The company should emphasize safety for AI skeptics (including one former Google CEO) and government regulators. But it also needs to highlight its model’s accelerating performance to AI developers, potential customers and investors who worry the company is too slow to react. The success of OpenAI with ChatGPT.
Pichai and Hassabis say the Gemini 1.5 Pro delivers comparable results to the Gemini 1.0 Ultra. However, Gemini 1.5 runs more efficiently at this level with reduced computing requirements. Multimodal capabilities include processing text, images, videos, audio or code. As AI models evolve, they will continue to provide more versatility in a query box (another recent example OpenAI integrates DALL-E 3 image generation into ChatGPT).
Gemini 1.5 Pro can also handle up to one million tokens or units of AI models in a single request. Google says Gemini 1.5 Pro can process codebases of more than 700,000 words, one hour of video, 11 hours of audio, and more than 30,000 lines of code. The company even says it has “successfully tested” a version that supports up to 10 million tokens.
The company says that Gemini 1.5 Pro maintains high accuracy in queries with a larger number of tokens when there is more new information to learn. The model is said to be impressed Evaluating a needle in a haystack. In this test, developers insert a small piece of data inside a long block of text to see if the AI model picks it up. Google says Gemini 1.5 Pro can find text embedded in data blocks of up to a million tokens 99 percent of the time.
Google says Gemini 1.5 Pro can think of various details from the 402-page Apollo 11 moon mission transcripts. Additionally, it can analyze plot points and events from a downloaded 44-minute silent film starring Buster Keaton. “Since 1.5 Pro’s long context window is the first of its kind among large-scale models, we are continuously developing new benchmarks and benchmarks to test its new capabilities,” Hassabis wrote.
Google introduces Gemini 1.5 Pro with a capacity of 128,000 tokens. the same number which OpenAI’s (publicly announced) GPT-4 models max out. Hassabis says Google will eventually introduce new pricing tiers that support up to one million token requests.
Gemini 1.5 Pro is also adept at learning new skills from data in long queries without additional fine-tuning (“learning in context”). a benchmark called Machine Translation from a Book, the model learned grammar instruction for Kalamang, a language with fewer than 200 speakers globally, and was not previously taught the language. The company says that Gemini 1.5 Pro has learned to perform at the same level as a human learning the same content when translating English to Kalamang.

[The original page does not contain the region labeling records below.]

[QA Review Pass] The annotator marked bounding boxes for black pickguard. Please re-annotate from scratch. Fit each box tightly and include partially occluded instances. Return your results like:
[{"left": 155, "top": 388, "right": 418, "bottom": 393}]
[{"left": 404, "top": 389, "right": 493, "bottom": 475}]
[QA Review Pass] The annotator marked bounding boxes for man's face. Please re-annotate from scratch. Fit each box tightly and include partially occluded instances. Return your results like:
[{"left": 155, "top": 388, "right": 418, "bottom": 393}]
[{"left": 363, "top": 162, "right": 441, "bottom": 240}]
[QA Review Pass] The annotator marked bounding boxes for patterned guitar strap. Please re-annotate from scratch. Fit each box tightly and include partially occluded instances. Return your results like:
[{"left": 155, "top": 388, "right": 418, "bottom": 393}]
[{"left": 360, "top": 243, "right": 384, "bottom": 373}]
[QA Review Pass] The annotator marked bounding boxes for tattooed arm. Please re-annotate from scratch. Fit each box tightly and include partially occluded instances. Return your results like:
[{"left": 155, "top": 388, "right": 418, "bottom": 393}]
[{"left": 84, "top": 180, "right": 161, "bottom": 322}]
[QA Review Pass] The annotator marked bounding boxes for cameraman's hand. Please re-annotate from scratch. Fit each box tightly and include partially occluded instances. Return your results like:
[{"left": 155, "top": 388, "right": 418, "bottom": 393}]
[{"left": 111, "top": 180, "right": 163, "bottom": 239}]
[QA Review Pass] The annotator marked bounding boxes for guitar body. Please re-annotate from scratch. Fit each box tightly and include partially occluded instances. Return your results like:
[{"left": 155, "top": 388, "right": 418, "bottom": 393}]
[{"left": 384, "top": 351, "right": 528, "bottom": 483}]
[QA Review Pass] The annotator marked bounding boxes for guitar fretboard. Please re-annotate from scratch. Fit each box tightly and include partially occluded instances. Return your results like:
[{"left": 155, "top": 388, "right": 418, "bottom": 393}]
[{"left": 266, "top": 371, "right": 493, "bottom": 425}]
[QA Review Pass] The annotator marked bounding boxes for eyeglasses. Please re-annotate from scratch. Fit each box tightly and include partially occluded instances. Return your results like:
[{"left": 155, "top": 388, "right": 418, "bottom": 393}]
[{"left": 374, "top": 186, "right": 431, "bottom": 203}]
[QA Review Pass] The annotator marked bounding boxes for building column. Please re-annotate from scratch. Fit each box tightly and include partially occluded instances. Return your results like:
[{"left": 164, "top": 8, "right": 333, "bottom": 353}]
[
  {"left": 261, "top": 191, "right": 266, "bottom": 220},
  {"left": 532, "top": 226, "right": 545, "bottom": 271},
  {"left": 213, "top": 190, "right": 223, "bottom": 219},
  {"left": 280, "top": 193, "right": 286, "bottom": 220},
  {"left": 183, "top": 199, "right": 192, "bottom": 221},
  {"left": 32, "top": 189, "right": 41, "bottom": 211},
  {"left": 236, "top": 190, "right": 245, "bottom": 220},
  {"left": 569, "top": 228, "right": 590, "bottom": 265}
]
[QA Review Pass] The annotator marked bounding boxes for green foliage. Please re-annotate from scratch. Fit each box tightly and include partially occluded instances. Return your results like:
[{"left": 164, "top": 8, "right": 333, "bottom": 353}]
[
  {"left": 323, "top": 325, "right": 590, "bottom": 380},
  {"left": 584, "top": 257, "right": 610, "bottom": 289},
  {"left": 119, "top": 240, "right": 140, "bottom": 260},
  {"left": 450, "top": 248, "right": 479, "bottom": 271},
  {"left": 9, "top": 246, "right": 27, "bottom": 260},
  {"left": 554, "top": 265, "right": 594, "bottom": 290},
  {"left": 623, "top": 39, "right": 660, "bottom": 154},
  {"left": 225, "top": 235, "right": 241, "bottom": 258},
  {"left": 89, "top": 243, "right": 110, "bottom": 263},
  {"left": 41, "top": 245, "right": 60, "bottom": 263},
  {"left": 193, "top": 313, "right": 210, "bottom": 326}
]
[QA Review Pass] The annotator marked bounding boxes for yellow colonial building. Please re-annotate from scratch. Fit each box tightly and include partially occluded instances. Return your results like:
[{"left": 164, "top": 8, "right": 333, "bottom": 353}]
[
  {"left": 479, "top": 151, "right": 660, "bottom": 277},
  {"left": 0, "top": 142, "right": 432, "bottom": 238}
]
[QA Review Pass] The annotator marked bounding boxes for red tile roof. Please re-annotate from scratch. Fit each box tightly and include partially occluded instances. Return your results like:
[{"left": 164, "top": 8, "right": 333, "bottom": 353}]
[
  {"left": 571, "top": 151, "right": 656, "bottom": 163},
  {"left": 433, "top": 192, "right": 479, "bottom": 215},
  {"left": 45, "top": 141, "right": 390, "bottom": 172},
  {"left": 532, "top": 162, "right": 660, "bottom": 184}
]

In a part of the announcement that will be of interest to developers, Google said that Gemini 1.5 Pro will be able to perform troubleshooting tasks in longer blocks of code. “Given a query of more than 100,000 lines of code, it can reason better between examples, suggest useful changes, and explain how different parts of the code work,” Hassabis said.
On the ethics and security front, Google said it’s taking the “same approach to responsible hosting” as it did with its Gemini 1.0 models. This includes the development and implementation of red team techniques, where a group of ethical developers essentially serve as devil’s advocate and test “a range of potential harms.” In addition, the company says it is seriously investigating areas such as content security and representational damages. The company says it continues to develop new ethical and safety tests for its AI tools.
Google is launching Gemini 1.5 in early access for developers and enterprise customers. The company plans to make it more widely available eventually. Gemini 1.0 is currently available for consumers as well as a Pro version it costs $20 per month.